Bogengangsdehiszenz
Synonyme: obere Bogengangsdehiszenz, Syndrom des dritten mobilen Fensters, innere Perilymphfistel
Englisch: superior semicircular canal dehiscence(SSCD), dehiscence of the superior semicircular canal
Definition
Die Bogengangsdehiszenz, kurz SSCD, ist ein seltenes Krankheitsbild, bei dem es zum Verlust der knöchernen Abdeckung des oberen Bogengangs im Innenohr kommt. Sehr selten ist der hintere oder horizontale Bogengang betroffen. Treten Symptome auf, spricht man auch von einem Bogengangsdehiszenz-Syndrom (SSCDS).
Epidemiologie
Die genaue Inzidenz und Prävalenz der Bogengangsdehiszenz ist derzeit (2020) unklar. Möglicherweise handelt es sich bei einem Großteil der früher angenommenen (äußeren) Perilymphfisteln im Mittelohr tatsächlich um innere Fisteln des anterioren Bogengangs, da diese indirekt auch zu einer pathologischen Beweglichkeit der Mittelohrfenster (rundes Fenster, ovales Fenster) führen können. Daher wird die Bogengangsdehiszenz auch als Syndrom des dritten mobilen Fensters bezeichnet.
Ätiopathogenese
Wenn der vordere bzw. obere Bogengang an der höchsten Stelle nicht komplett von Knochen umhüllt ist, kann hier eine Verbindung zum Schädelinneren entstehen. Durch veränderte Schalldruckweiterleitung kann es zu einer Störung der Innenohrfunktion mit entsprechenden Symptomen kommen.
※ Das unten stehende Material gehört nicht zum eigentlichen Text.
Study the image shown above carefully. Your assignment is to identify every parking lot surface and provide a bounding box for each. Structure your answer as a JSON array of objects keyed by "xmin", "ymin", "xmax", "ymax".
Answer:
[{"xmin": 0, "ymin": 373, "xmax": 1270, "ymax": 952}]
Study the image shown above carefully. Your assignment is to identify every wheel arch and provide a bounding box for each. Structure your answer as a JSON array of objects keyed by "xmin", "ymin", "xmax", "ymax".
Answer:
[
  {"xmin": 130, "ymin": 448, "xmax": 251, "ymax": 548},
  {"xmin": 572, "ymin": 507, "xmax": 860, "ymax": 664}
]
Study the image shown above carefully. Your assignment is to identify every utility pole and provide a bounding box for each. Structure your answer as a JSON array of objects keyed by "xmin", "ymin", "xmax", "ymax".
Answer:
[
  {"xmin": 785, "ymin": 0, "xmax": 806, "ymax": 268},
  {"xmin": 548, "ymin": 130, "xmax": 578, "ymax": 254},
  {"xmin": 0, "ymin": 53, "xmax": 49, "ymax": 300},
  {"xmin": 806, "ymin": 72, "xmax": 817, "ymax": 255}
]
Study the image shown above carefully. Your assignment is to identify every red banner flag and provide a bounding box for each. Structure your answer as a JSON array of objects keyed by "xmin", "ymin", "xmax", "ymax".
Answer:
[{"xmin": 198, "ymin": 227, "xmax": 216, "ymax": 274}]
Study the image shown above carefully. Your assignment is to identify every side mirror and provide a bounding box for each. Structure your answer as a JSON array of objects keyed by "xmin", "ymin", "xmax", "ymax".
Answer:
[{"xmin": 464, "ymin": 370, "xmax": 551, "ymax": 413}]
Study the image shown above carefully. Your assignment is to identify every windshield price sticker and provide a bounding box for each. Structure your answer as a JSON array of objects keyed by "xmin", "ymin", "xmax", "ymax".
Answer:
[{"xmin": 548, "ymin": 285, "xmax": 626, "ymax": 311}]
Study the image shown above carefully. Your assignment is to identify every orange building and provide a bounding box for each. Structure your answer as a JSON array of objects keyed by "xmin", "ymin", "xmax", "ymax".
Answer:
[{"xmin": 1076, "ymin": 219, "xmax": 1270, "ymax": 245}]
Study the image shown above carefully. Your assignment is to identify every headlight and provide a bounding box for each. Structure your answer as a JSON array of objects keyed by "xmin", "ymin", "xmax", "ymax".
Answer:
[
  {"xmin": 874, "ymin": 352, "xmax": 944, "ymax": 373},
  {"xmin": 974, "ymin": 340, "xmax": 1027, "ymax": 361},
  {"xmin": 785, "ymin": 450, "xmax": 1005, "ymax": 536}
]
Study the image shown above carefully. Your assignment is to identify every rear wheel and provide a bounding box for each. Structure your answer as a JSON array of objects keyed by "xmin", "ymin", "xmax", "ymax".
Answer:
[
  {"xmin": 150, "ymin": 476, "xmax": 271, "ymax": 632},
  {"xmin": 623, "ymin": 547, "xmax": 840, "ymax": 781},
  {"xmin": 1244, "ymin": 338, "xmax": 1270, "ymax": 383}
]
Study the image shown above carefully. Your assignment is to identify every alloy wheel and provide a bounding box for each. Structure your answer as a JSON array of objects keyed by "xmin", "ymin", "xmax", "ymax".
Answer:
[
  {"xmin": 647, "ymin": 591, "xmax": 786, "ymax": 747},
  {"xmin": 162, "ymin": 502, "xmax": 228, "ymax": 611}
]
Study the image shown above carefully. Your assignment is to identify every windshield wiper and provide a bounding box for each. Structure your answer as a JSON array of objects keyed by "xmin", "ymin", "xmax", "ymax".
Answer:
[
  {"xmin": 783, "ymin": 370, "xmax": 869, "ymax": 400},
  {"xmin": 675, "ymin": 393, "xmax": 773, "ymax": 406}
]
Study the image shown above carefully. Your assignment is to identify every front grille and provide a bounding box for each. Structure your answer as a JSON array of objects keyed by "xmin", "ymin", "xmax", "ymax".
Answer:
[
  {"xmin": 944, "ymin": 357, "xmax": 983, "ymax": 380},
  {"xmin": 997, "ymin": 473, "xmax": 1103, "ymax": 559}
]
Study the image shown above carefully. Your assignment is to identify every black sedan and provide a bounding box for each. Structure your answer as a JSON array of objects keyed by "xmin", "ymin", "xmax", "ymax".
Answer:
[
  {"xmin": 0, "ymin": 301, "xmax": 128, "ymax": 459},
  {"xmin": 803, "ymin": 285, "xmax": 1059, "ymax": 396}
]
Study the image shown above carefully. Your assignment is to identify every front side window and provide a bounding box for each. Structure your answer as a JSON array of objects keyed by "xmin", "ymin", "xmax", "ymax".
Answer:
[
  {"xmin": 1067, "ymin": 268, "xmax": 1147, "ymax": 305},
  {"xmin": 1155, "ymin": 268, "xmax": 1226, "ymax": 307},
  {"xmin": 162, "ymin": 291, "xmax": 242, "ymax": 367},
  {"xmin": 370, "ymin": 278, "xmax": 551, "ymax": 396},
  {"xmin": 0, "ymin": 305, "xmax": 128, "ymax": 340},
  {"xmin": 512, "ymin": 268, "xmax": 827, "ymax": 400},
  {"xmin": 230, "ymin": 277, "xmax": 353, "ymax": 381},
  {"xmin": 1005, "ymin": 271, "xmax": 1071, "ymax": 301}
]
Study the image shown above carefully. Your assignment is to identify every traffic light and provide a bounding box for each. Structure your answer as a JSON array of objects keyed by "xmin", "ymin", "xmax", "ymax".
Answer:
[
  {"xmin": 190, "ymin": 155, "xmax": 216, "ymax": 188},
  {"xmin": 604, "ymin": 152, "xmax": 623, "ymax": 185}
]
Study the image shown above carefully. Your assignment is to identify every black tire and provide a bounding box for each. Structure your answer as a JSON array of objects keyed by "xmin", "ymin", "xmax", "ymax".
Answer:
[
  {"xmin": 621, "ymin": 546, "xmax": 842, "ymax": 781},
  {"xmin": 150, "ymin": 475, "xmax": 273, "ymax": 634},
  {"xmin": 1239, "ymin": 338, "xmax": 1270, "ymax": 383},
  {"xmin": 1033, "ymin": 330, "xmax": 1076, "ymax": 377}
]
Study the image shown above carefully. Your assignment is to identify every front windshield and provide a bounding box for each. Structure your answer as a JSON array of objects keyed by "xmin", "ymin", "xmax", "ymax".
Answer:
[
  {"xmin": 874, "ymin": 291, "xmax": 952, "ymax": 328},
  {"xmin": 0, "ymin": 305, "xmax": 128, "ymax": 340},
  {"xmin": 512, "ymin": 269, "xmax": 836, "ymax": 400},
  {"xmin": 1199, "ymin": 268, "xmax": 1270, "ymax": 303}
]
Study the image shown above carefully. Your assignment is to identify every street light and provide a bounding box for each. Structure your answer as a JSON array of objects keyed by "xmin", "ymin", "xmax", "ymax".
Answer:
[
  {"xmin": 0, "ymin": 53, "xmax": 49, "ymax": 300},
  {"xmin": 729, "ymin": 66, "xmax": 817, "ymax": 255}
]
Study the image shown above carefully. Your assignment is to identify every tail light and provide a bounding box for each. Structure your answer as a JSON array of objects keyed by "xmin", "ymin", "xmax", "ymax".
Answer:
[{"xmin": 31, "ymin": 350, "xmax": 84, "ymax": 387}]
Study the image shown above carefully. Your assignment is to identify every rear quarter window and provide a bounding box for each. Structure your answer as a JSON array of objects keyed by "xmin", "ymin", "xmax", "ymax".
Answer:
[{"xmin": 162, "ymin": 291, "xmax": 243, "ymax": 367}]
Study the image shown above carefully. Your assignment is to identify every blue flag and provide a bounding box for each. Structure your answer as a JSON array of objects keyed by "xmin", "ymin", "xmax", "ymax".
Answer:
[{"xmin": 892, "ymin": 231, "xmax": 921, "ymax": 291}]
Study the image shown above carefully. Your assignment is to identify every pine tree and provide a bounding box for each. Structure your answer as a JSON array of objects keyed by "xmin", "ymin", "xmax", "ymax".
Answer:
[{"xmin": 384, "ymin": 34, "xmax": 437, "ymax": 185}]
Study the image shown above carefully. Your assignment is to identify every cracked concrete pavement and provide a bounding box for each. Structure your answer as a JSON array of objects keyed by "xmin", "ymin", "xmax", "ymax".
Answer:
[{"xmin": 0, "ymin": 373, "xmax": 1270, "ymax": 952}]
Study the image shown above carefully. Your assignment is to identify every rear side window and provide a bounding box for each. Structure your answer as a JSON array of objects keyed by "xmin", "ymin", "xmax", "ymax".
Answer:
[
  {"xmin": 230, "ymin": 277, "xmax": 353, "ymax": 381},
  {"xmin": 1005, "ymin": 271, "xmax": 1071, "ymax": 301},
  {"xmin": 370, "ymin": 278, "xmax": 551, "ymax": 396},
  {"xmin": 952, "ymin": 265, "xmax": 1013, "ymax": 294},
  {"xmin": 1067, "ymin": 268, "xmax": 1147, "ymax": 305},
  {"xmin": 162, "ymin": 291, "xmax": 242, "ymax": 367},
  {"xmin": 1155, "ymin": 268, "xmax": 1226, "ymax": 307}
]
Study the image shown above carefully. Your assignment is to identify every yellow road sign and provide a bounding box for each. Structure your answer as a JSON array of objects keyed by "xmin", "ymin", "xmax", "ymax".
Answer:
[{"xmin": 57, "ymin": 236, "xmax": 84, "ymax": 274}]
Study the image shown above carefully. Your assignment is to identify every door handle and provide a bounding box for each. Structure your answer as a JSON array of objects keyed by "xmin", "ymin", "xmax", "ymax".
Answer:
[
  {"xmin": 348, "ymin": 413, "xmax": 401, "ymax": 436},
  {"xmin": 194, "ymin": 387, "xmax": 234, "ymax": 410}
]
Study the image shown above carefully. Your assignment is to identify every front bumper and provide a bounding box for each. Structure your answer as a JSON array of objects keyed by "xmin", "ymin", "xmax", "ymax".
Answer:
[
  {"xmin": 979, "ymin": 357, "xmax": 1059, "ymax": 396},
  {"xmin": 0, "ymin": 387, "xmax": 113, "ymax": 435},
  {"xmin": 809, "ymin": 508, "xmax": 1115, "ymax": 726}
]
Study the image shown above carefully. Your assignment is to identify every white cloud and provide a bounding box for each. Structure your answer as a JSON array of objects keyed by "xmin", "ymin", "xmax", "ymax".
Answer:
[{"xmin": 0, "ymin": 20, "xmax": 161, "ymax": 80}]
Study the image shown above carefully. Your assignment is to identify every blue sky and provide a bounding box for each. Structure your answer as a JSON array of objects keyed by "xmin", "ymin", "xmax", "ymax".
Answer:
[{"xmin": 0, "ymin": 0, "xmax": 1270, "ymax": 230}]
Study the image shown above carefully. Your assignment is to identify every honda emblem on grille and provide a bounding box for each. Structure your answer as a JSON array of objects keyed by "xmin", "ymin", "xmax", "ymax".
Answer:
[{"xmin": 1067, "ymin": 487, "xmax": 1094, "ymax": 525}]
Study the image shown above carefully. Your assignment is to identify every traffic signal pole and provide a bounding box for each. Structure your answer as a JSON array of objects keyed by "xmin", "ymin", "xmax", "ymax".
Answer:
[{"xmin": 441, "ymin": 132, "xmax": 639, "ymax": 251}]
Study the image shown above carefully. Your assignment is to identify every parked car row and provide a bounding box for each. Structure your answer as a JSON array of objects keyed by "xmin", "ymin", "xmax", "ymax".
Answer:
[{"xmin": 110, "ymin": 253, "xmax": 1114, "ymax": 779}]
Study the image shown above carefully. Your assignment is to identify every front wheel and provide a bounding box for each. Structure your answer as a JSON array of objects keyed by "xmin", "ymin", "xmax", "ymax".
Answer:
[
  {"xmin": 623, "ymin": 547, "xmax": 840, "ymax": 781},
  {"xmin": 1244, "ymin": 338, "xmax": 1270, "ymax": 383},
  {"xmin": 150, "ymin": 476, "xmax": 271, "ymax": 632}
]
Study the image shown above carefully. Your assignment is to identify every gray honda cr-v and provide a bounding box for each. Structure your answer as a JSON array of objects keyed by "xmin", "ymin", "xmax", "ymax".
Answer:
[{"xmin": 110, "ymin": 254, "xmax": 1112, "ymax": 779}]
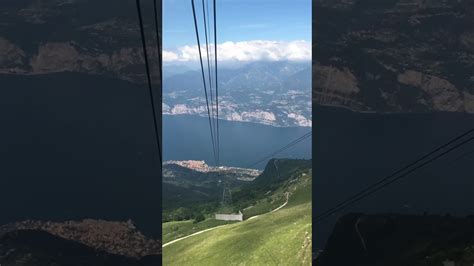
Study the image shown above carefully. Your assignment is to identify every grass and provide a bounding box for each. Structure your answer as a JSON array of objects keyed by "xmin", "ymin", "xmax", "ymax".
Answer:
[
  {"xmin": 162, "ymin": 219, "xmax": 237, "ymax": 244},
  {"xmin": 163, "ymin": 170, "xmax": 312, "ymax": 265}
]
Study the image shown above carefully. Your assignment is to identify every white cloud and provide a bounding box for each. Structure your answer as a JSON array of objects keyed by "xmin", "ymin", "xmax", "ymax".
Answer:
[{"xmin": 163, "ymin": 40, "xmax": 311, "ymax": 62}]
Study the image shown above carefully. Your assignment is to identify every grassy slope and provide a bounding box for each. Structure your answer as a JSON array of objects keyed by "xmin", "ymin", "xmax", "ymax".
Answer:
[
  {"xmin": 162, "ymin": 219, "xmax": 237, "ymax": 244},
  {"xmin": 163, "ymin": 169, "xmax": 312, "ymax": 265}
]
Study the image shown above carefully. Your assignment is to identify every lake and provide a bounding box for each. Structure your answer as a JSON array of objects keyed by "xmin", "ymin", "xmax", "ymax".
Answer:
[{"xmin": 162, "ymin": 115, "xmax": 311, "ymax": 169}]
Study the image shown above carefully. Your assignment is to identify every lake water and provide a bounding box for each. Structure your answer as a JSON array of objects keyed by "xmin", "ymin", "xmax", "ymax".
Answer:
[{"xmin": 163, "ymin": 115, "xmax": 311, "ymax": 168}]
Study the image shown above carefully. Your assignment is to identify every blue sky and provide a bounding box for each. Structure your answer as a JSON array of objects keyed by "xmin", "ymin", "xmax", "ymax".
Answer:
[{"xmin": 163, "ymin": 0, "xmax": 311, "ymax": 50}]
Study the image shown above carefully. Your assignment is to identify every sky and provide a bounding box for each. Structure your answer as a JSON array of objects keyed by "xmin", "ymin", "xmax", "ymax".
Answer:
[{"xmin": 163, "ymin": 0, "xmax": 311, "ymax": 62}]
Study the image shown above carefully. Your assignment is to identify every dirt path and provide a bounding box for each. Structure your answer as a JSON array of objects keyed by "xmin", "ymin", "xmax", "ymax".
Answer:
[
  {"xmin": 163, "ymin": 224, "xmax": 227, "ymax": 247},
  {"xmin": 163, "ymin": 192, "xmax": 289, "ymax": 247}
]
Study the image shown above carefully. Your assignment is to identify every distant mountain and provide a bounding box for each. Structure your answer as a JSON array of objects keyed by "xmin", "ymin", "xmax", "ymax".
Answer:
[
  {"xmin": 313, "ymin": 0, "xmax": 474, "ymax": 113},
  {"xmin": 313, "ymin": 106, "xmax": 474, "ymax": 250},
  {"xmin": 163, "ymin": 61, "xmax": 311, "ymax": 126}
]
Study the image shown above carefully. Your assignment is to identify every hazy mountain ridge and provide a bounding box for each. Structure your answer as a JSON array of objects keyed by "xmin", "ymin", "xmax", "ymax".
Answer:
[
  {"xmin": 313, "ymin": 0, "xmax": 474, "ymax": 113},
  {"xmin": 163, "ymin": 62, "xmax": 312, "ymax": 127}
]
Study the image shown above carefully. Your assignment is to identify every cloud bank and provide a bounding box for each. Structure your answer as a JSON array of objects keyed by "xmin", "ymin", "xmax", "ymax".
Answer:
[{"xmin": 163, "ymin": 40, "xmax": 311, "ymax": 62}]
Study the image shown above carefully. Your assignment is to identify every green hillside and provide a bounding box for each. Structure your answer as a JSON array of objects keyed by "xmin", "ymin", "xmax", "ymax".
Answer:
[{"xmin": 163, "ymin": 161, "xmax": 312, "ymax": 265}]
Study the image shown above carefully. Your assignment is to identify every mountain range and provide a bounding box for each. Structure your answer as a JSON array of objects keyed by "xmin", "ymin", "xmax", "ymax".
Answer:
[{"xmin": 313, "ymin": 0, "xmax": 474, "ymax": 113}]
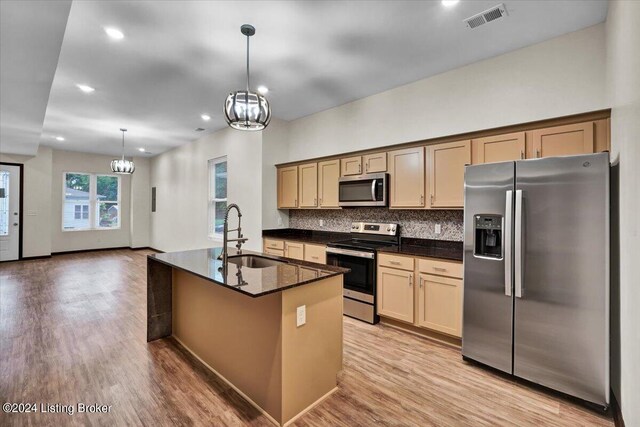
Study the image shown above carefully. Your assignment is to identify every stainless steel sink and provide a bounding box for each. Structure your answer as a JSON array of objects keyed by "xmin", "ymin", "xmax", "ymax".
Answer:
[{"xmin": 227, "ymin": 255, "xmax": 286, "ymax": 268}]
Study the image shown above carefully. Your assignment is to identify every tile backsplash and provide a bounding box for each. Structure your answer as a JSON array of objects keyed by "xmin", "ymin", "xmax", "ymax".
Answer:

Die Ursache des SSCD ist derzeit (2020) unklar. Vermutet werden angeborene Knochendefekte durch Ossifikationsstörungen des Felsenbeins oder degenerative Erkrankungen. Nur ein Fünftel der Patienten mit einer SSCD entwickeln auch ein SSCDS, sodass eine kongenitale Prädisposition in Kombination mit einer erworbenen Schädigung (z.B. Kopftrauma, intrakranieller Druckanstieg) denkbar ist.
Symptome
Ein SSCDS zeigt provozierbare kurzzeitige Dreh- oder Schwankschwindelattacken beim Pressen, Husten, Druckausgleich oder lauten Geräuschen (Tullio-Phänomen). Außerdem treten vertikale Oszillopsien beim Laufen oder Treppensteigen auf. Weitere Beschwerden sind Autophonie, Hyperakusis, pulssynchroner Tinnitus und eine Hörminderung in den tiefen Frequenzen. Fingerdruck im äußeren Gehörgang kann zur Auslösung von Augenbewegungen führen (Hennebert-Zeichen).
Diagnostik
Durch eine gezielte Anamnese kann bei Vorliegen der vestibulären und/oder audiologischen Symptome die Verdachtsdiagnose einer Bogengangsdehiszenz gestellt werden. Typischerweise zeigt sich ein rotierender vertikaler Nystagmus. Die Otoskopie ergibt keinen pathologischen Befund.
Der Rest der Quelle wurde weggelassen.